In 2007, Xchanging listed on the London Stock Exchange, entering the FTSE250.

In 2009, Xchanging acquired a 75% stake in Cambridge Solutions, another outsourcing business.

In 2010, Xchanging further expanded in the European financial sector by developing an eighth 'Enterprise Partnership' with Italian group, SIA-SSB. As part of this deal Xchanging acquired 51% of Kedrios S.p.A. (Kedrios), the Italian subsidiary of SIA-SSB that specialises in securities processing and fund administration services for the Italian market.

In mid 2010, Xchanging acquired security and technology communications company, Data Integration. The company is an IT services business in the United Kingdom. The company specialises in network security, application optimisation, mobility services, high performance networks, IP telephony and open access networks.

Based on a number of long-term Enterprise Partnerships and the acquisition of Cambridge Solutions, Xchanging reported a 35% revenue increase year-on-year to £750.4m, at the end of 2009.

On 8 February 2011, Xchanging issued a profit warning and announced a £100 million write-off on goodwill. David Andrews stepped down with immediate effect and became "senior adviser to the chairman", Ken Lever assumed the role of Acting Chief Executive Officer in addition to his role as CFO.

On 3 July 2014, Xchanging acquired Total Objects Ltd.

In May 2016, CSC acquired Xchanging plc in a deal valued at £480 million, or approximately US$720 million.

===Notable partners and customers===
Xchanging's partners include Lloyd's of London, Deutsche Bank, Allianz, Aon SIA-SSB and others.

==Operations==
Xchanging works with large organisations in processing areas such as HR, accounting, technology, customer administration, and procurement. Also, industry specific processing includes securities processing and insurance claims processing and others.

==Locations==
Xchanging has offices in ten principal locations - Australia - Insurance and Procurement, France - RTO and Nasdaq, Italy - Monetary Policy and Compensation, Germany, India, Japan, Malaysia, Singapore, the UK and the United States.

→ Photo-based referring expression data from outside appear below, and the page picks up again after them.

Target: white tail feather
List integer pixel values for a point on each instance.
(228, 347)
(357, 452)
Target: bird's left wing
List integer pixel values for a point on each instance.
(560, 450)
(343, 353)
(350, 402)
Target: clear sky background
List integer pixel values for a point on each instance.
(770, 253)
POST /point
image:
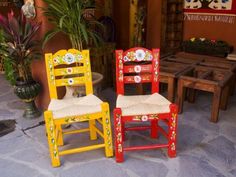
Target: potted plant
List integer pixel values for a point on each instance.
(74, 18)
(71, 18)
(18, 49)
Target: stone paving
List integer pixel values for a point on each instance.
(205, 149)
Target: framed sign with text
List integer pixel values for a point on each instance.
(210, 6)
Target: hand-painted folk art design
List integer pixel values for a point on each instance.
(210, 6)
(140, 65)
(69, 68)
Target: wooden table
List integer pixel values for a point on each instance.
(207, 79)
(222, 64)
(171, 68)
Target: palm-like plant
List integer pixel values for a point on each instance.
(18, 47)
(69, 17)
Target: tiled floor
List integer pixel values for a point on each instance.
(205, 149)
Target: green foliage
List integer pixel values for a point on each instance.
(7, 64)
(18, 47)
(207, 47)
(69, 17)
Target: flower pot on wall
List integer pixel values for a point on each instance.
(27, 92)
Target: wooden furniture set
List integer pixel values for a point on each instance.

===Low-Carbon Shimoga Project===
On Prime Minister David Cameron's visit to India in July 2010, CEO David Andrews revealed plans to create a new low-carbon 1,000 person processing centre, with an option to scale to 2,000, in Shimoga, a tier three town, north-west of Bangalore."

==University Boat Race==
Xchanging was the title sponsor of the Boat Race, an annual rowing competition between the Oxford and Cambridge universities from 2005 until 2012.